Culled—Proshare
October 8, 2018/Anchoria AM Research
Money Market
The money market rate increased significantly last week as the Overnight rate (OVN) and Open Buy Back (OBB) rose to 22.50% and 20.86% respectively. Consequently, the average money market rate rose by 15.20% to settle at 21.68% due a decrease in system liquidity to close at cN76bn as a result of outflow of cN553bn from OMO Sales and Wholesale, Invisibles and SME FX auction of $210mn in spite of an inflow of cN278.37bn from OMO T-Bills Maturities during the week.
We expect rates to inch up on Monday as banks are expected to fund for another round of FX sales in the Wholesale, Invisibles and SME Market. Barring significant inflow during the week, the rate is expected to close the week higher.
| Instrument | 28/09/2018 | 05/10/2018 | Change |
| OBB | 6.00% | 20.86% | +14.86% |
| OVN | 7.17% | 22.50% | +15.33% |
Source: Anchoria AM Research, FMDQ OTC
Forex: USD/NGN
The CBN Official rate continued on its upward trend to close at N306.40/$, a 0.02% increment, while the rate in the Investors and Exporters’ FX Window fell by 0.03% to close at N363.82/$. Naira at the parallel market remained unchanged to close at N361.00/$ (using the Everdon BDC Rate).
We expect rates in the parallel market to remain constant as the apex bank continues to supply FX into the market coupled with its frequent Wholesale and Retail SMIS programme.
| 28/09/2018 | 05/10/2018 | Change | |
| CBN Official Rate | 306.35 | 306.40 | +0.02% |
| I&E FX Window | 363.92 | 363.82 | -0.03% |
| Everdon Rate | 361.00 | 361.00 | +0.00% |
Source: Anchoria AM Research, FMDQ OTC
Commodities
The Brent Crude oil and WTI Crude oil rose by 1.74% and 1.49% to close at $84.16 per barrel and $74.34 per barrel respectively. This is as a result of declines in Iranian exports due to pending U.S. oil sanctions and uncertainty surrounding the ability of other major oil producers to compensate for the shortfall from Iran.
Other factors include; strengthening of the US dollar; reduction in supply from Venezuela.
Fixed Income
Bond
The Bond market traded on a bullish note last week with yields falling across all maturities traded except 2024, 2027 and 2036 bonds.

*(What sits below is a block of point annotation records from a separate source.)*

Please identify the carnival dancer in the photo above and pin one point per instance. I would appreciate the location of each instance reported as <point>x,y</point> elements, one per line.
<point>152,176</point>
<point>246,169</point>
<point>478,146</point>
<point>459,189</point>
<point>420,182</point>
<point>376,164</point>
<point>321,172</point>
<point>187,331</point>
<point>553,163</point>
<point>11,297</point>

This is against the backdrop of increased buying interest from local participants on longer tenor bonds. The JUL 2034 bond was the most traded bond during the week with N46.85bn value traded respectively. Average yield fell by 13bps to close the week at 14.78%.
During the week, the following activities shaped investors sentiments: (a) Q4 Eurobond Launch; (b) FGN Bond Issuance Programme for Q4; (c) Anticipated second tranche of the FGN Sukuk Bonds.
Secondary Market

Source: Anchoria AM Research, FMDQ OTC
Treasury Bills
Due to decreased system liquidity and following T-bills and OMO auction during the week, the treasury bills market traded on a bearish note. Consequently, the average yield rose significantly by 7bps to close the week at 13.26%. Market activities were relatively quiet as the value of transactions fell to N1.02trillion from N1.08trillion in the previous week.